California flooding: 80% of Sierra Nevada snowpack hasn’t melted yet
Huge snowpack has begun to melt, but most of it — and flood risk in the San Joaquin Valley and Tulare Basin — remains
The huge Sierra Nevada snowpack, brought by a parade of atmospheric river storms that ended California’s drought this winter, isn’t a thing of the past now that warmer weather is here: 80% of the snow hasn’t melted yet.
On Monday, the state Department of Water Resources revealed that figure after conducting its final manual snow survey of the spring season at Phillips Station, a location in El Dorado County off Highway 50 near the Sierra-at-Tahoe ski resort.
Last year and the year before on May 1, they found bare ground at the site. In 2020, as California’s most recent drought was just beginning, they found a sparse 1 inch of quickly melting snow. On Monday, there was 6 feet of snow there.

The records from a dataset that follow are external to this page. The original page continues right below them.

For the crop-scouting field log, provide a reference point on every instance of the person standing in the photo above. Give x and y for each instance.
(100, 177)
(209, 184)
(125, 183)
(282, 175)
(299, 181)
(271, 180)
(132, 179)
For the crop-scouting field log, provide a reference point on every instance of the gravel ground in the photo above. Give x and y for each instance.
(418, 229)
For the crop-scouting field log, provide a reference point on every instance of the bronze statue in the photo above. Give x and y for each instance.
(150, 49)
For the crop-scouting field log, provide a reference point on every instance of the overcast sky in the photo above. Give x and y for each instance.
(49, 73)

Statewide, the Sierra Nevada snowpack was 254% of its historical average Monday, the second highest May 1 reading since 1950 when modern records began, behind only 1983, when it was 289%.
Why hasn’t the highly anticipated “Big Melt” happened yet? Conditions have been cooler than expected in recent weeks, with no major heat waves or warm “Pineapple Express” storms.

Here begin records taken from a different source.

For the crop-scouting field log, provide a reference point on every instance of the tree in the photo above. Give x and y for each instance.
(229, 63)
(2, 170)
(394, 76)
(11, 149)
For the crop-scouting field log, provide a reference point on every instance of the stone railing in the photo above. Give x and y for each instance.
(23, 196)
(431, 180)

As a result, 80% of the statewide Sierra Nevada snowpack that was present on April 1 is still there. A month ago, that huge snowpack held an estimated 61.2 inches of “snow water equivalent” — the amount of water expected to run off when it all melts, DWR officials said. On Monday, however, 49.2 inches of snow water equivalent remained frozen across the Sierra.
That’s one of the reasons that flood experts are worried about significant flooding in the coming weeks and months in the Tulare Lake Basin and Southern San Joaquin Valley. Those low-lying areas between Fresno and Bakersfield sit downhill of the Southern Sierra, which received the most snow this winter.
“The significant majority of what was up there at its peak is still there, even as we head into May,” said Daniel Swain, a UCLA climate researcher. “This melt really is just getting started. I know that’s hard to believe.”
Swain said that it’s likely significant melting will begin in late May and early June as the weather continues to warm and summer approaches.
When all the snow does begin melting more rapidly, it isn’t expected to cause flooding in the Bay Area or Los Angeles.
But flood fears are very high in Kings, Fresno, Kern and Tulare counties where the 10-million-acre Tulare Lake once flourished as the largest lake west of the Mississippi River before being pumped dry over several decades in the late 1800s by farmers who diverted rivers that once filled it.
“While providing a significant boost to California’s water supplies, this year’s massive snowpack is posing continued flood risks in the San Joaquin Valley,” said DWR Director Karla Nemeth.
Currently, an estimated 74,000 acres of farmland in Kings County and Tulare County is now under roughly 3 feet of water, according to DWR, due to heavy rains in mid-March from atmospheric river storms. The low-lying areas have not been able to drain properly.
So far, as rivers like the Kern and Kaweah have begun to flow faster from the melting Sierra snowpack, reservoir operators have been able to stop new flooding by releasing water to lower reservoir levels, and capturing most of the incoming water.
But the fear is that when the weather becomes really hot — with temperatures over 100 degrees — for many days in a row, so much water from melting snow could flow into reservoirs that it will cause dam operators to release it in an uncontrolled way to prevent water from overtopping the dams. That could put more pressure on levees downstream, like the 15-mile levee that protects the town of Corcoran, home to 22,000 people and a state prison.
If a levee breaks, or a dam has problems, major flooding could occur.
“Some of these places are protected by earthen levees that are not designed to an extremely high standard,” Swain said. “And so there is concern regarding what happens there. They won’t be record-breaking inflows. But they will be sustained for weeks to come. And that is the problem.”
State officials from water agencies and the state Office of Emergency Services have been working with local police, planners and other officials in the area for the past month to map out possible evacuations, identify areas at risk like wastewater treatment plants, and stockpile sandbags and temporary flood retaining walls.
For the rest of the state, the giant snowpack means full reservoirs, a delayed fire season, and raging rivers across the Sierra that will pose risks to backpackers and weekend visitors in places like Yosemite National Park.
Only three other years — 1983, 1969 and 1952 — have had a snowpack at 200% of normal or larger on May 1.
“No matter how you look at the data, only a handful of years in the historical record compare to this year’s results,” said Sean de Guzman, manager of DWR’s Snow Surveys and Water Supply Forecasting Unit.